The International Monetary Fund and World Bank noted that vulture funds endanger the gains made by debt relief to poorest countries. "The Bank has already delivered more than $40 billion in debt relief to 30 of these countries...thanks to this, countries like Ghana can provide micro-credit to farmers, build classrooms for their children, and fund water and sanitation projects for the poor," wrote World Bank Vice President Danny Leipziger in 2007. "Yet the activities of vulture funds threaten to undermine such efforts... the strategies adopted by vulture funds divert much needed debt relief away from the poorest countries on earth and into the bank accounts of the wealthy."

===Governmental and non-governmental organisations===
The conduct of the vulture funds blocking payments to other creditors to Argentina was denounced by the Organisation of American States, with the exception of the United States and Canada. The G77+China also criticised the funds and stated: "Some recent examples of the actions by vulture funds before international courts show their highly speculative nature. These funds pose a danger for all the future process of debt swaps, for developing countries and for developed nations as well".

The US-based Council on Foreign Relations questioned the US Supreme Court for rejecting Argentina's appeal in its legal dispute with the so-called vulture funds. The organization claimed that such actions make it "more difficult for countries to free themselves from the burden of over-indebtedness" and are "very bad for international capital markets", as well as being a huge blow to national sovereignty.
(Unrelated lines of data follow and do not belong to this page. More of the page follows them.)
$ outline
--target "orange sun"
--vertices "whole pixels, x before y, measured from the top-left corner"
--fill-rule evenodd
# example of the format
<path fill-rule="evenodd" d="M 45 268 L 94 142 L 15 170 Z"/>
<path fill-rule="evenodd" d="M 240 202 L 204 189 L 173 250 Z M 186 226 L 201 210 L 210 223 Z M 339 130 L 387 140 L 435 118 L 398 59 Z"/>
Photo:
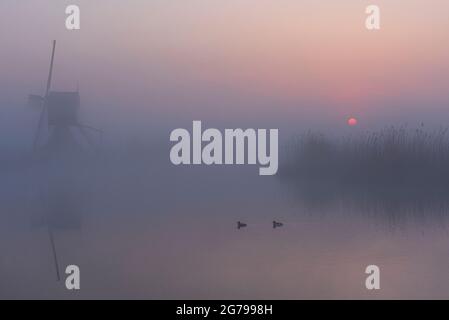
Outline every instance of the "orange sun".
<path fill-rule="evenodd" d="M 357 122 L 358 122 L 358 121 L 357 121 L 356 118 L 351 117 L 351 118 L 348 119 L 348 126 L 350 126 L 350 127 L 356 126 L 356 125 L 357 125 Z"/>

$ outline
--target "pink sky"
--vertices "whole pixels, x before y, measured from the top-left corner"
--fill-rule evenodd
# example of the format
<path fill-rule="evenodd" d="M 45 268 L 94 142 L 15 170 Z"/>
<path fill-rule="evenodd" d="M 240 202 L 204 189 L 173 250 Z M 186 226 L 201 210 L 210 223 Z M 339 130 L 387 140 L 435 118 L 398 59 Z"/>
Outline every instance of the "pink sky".
<path fill-rule="evenodd" d="M 56 89 L 79 81 L 85 100 L 117 112 L 338 119 L 449 103 L 446 0 L 70 1 L 78 32 L 64 29 L 67 4 L 1 2 L 8 101 L 42 90 L 57 38 Z M 380 31 L 364 27 L 368 4 Z"/>

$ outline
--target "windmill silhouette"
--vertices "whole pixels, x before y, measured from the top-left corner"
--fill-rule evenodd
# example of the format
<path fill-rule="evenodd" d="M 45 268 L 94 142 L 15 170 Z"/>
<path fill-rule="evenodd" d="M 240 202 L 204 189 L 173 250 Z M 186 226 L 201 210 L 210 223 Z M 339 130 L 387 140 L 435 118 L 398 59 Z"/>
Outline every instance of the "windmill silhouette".
<path fill-rule="evenodd" d="M 82 146 L 77 142 L 75 136 L 73 135 L 73 129 L 79 130 L 79 132 L 87 140 L 88 144 L 93 147 L 95 147 L 95 144 L 93 138 L 90 136 L 90 132 L 94 131 L 102 133 L 102 131 L 90 126 L 83 125 L 79 122 L 78 111 L 80 108 L 80 95 L 78 89 L 77 91 L 67 92 L 51 90 L 55 51 L 56 40 L 53 41 L 50 70 L 48 73 L 45 94 L 43 96 L 28 96 L 29 105 L 41 109 L 38 126 L 33 139 L 33 152 L 54 154 L 61 152 L 66 153 L 67 151 L 69 151 L 69 154 L 72 155 L 73 151 L 79 151 L 82 148 Z M 41 136 L 43 135 L 43 131 L 45 130 L 45 122 L 47 125 L 48 138 L 45 143 L 41 143 L 40 140 L 42 140 Z M 58 158 L 58 160 L 60 160 L 60 158 Z M 59 186 L 56 189 L 61 191 L 61 188 Z M 45 212 L 43 222 L 45 223 L 48 231 L 51 251 L 55 264 L 56 278 L 58 281 L 61 279 L 61 275 L 58 262 L 58 254 L 56 250 L 54 229 L 68 227 L 72 224 L 77 226 L 78 221 L 70 220 L 72 211 L 76 210 L 76 207 L 74 209 L 73 204 L 76 203 L 76 201 L 71 202 L 71 200 L 73 200 L 73 197 L 76 197 L 76 194 L 73 194 L 73 192 L 53 192 L 52 195 L 45 195 L 41 199 L 42 203 L 44 204 L 43 211 Z"/>
<path fill-rule="evenodd" d="M 44 149 L 47 151 L 78 150 L 80 145 L 72 133 L 72 128 L 78 129 L 85 137 L 88 144 L 95 146 L 89 131 L 102 133 L 101 130 L 81 124 L 78 119 L 80 108 L 79 91 L 57 92 L 51 91 L 53 65 L 55 60 L 56 40 L 53 40 L 51 52 L 50 71 L 47 78 L 47 86 L 43 96 L 29 95 L 29 105 L 40 107 L 41 113 L 33 140 L 33 151 Z M 47 120 L 49 138 L 41 147 L 39 144 L 44 122 Z"/>

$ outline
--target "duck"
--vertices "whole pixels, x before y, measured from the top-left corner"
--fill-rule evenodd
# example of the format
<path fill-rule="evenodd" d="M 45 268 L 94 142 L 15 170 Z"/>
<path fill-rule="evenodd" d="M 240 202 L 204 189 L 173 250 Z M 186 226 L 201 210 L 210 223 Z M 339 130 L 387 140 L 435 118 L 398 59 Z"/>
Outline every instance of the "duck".
<path fill-rule="evenodd" d="M 237 221 L 237 229 L 245 228 L 247 226 L 246 223 L 243 223 L 241 221 Z"/>
<path fill-rule="evenodd" d="M 278 222 L 276 220 L 273 220 L 273 229 L 282 227 L 284 224 L 282 222 Z"/>

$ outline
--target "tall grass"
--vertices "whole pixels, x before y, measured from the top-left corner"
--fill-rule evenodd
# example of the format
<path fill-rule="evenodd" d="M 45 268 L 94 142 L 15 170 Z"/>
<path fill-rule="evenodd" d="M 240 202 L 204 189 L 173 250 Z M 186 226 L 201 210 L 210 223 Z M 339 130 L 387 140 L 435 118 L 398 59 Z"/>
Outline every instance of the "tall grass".
<path fill-rule="evenodd" d="M 333 139 L 309 131 L 286 146 L 279 175 L 298 183 L 449 191 L 447 133 L 403 126 Z"/>

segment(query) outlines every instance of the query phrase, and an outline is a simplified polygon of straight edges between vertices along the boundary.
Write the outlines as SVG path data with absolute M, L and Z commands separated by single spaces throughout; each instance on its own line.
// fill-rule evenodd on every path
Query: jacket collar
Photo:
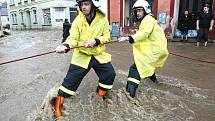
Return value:
M 85 15 L 81 11 L 79 11 L 79 16 L 85 25 L 93 26 L 94 24 L 96 24 L 99 21 L 100 18 L 105 17 L 105 14 L 103 12 L 101 12 L 99 9 L 96 10 L 95 18 L 93 19 L 93 21 L 90 25 L 88 24 Z

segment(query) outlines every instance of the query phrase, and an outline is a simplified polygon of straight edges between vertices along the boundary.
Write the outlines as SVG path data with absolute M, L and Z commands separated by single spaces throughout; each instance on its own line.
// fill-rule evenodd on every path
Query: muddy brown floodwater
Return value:
M 52 51 L 61 42 L 61 31 L 14 31 L 0 38 L 0 62 Z M 215 45 L 169 42 L 168 49 L 187 57 L 215 62 Z M 128 43 L 107 45 L 117 76 L 112 100 L 95 93 L 98 77 L 91 70 L 78 95 L 65 100 L 65 121 L 214 121 L 215 65 L 170 55 L 156 71 L 161 84 L 142 79 L 137 96 L 125 92 L 128 68 L 133 63 Z M 56 93 L 71 53 L 50 54 L 0 66 L 0 120 L 55 120 L 48 96 Z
The organization described Thomas Griesa's ruling against Argentina in favour of vulture funds as "punishing the innocent" and "turning the natural order of debt on its head".

===United Kingdom===
In 2002, the British Chancellor (and later Prime Minister) Gordon Brown told the United Nations that when vulture funds purchase debt at a reduced price, and make a profit from suing the debtor country to recover the full amount owed, the outcome is "morally outrageous". The Debt Relief (Developing Countries) Act passed in 2010 removed the ability of vulture funds to use UK courts to enforce contested debts.

===United Nations===
On 9 September 2014, the United Nations General Assembly voted to support a new bankruptcy process for sovereign nations, which would promote debt restructuring by excluding so-called "vulture funds" from the process. The vote was 124–11 in favor, with 41 abstentions. The United States voted against the measure.

===Ireland===
In October 2016, the Irish State closed tax loopholes that U.S. distressed debt funds (labeled "vulture funds" in the Irish media), advised by IFSC tax-law firms (e.g. Matheson), had exploited to avoid Irish taxes (capital gain, withholding tax and VAT/duty) on over €80 billion of Irish distressed assets. The affair caused a national scandal in Ireland, and led to public backlash against the activities of US distressed debt funds, and particularly when it was discovered that they had used children's charities controlled by Irish tax-law firms to mask their Section 110 SPV tax vehicles.

The Irish State did not prosecute the "vulture funds" for tax avoidance, and in February 2018 the Central Bank of Ireland created a new structure the L-QIAIF, which does not file public accounts, which was how the scandal was uncovered, into which the "vulture funds" transferred over €55 billion of assets (one-quarter of Irish 2018 GNI*). On 28 December 2018, the Irish Taoiseach, Leo Varadkar, praised the activity of "vulture funds" in Ireland to the Irish Times newspaper.